Representative data let you generalize findings to the wider population. If you want your research to be able to legitimately say “people in country x think this” (rather than “our research participants think this”), then you need a representative sample. Representative, generalizable results rely on random (or ‘probabilistic’) sampling. Here, random means that everyone in the population of interest has an equal chance (probability) of being selected.
A simple random sample is best but this is only possible if there is a reliable list of the whole population (sampling frame). Given that this is usually never the case when it comes to populations of people, researchers developed clever alternative approaches, from stratified to cluster to multistage approaches. These methods help us get closer to a representative approach but none of them are perfect. And so there are formulas to work out how far the sample we selected differs from that of the whole population (this is ‘confidence’).
Representative samples are harder to generate with automated polling tools that rely on users to download applications, access certain (social media) websites, or own a phone, because those samples are naturally biased towards people who have access to these media. Usually, these population subgroups have more money. This matters less in countries where internet access is almost universal. It matters a whole lot more in countries where telecommunications remain very unevenly spread. Even in countries with relatively big economies like Nigeria, less than 50% of the population access the internet on a regular basis.
Traditional research isn’t perfect either. Traditional approaches might rely on ‘randomly’ selecting every fifth house in a village (random walk) or approaching every fifth person in a busy place. There are always ‘hidden’ parts of the population that are at least slightly less likely to be selected. Additionally, sometimes people refuse to participate. Whatever approach you take, it’s important to record the rates of groups that refuse to participate and, if necessary, apply corrective weights to the sample after completion.

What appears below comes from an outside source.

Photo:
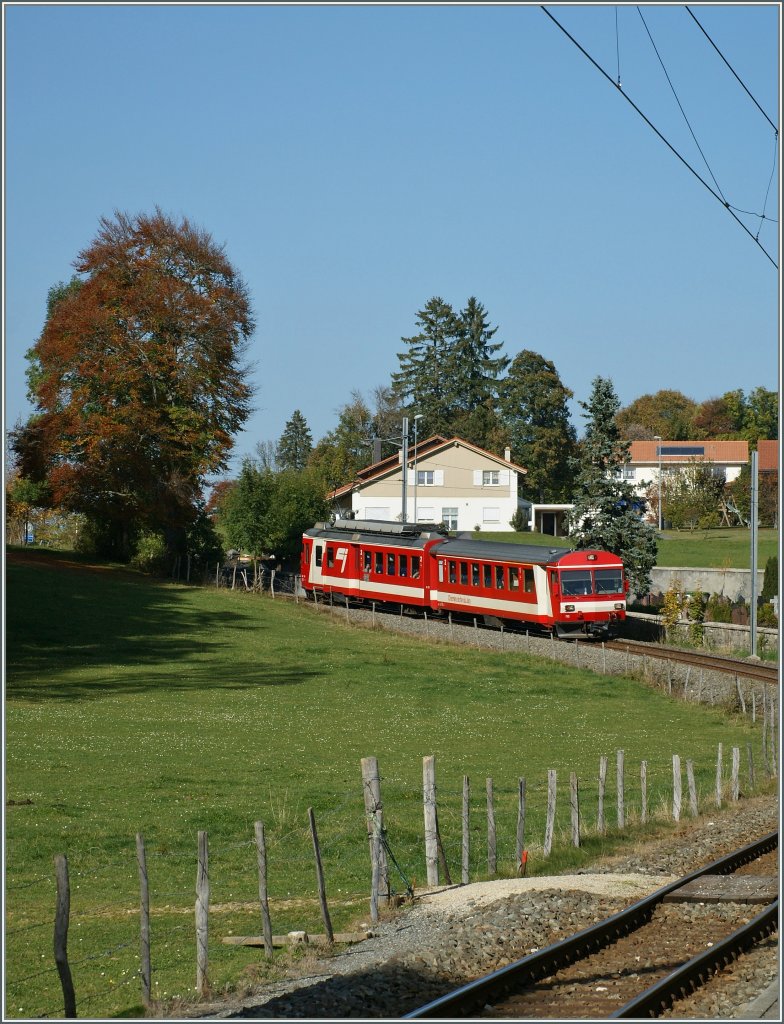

Some approaches, such as that taken by Emani’s Rapid Survey product, seek to combine the best of tradition and technology, through two different approaches. The first leverages an extensive network, with a representative in every district ready to conduct random walks to build the sampling frame. Automations then randomly select respondents and collect responses. The second uses satellite data of known settlements, which are then randomly sampled (following a multistage cluster design). In both approaches, confidence and precision reach levels seen in traditional random sample surveys.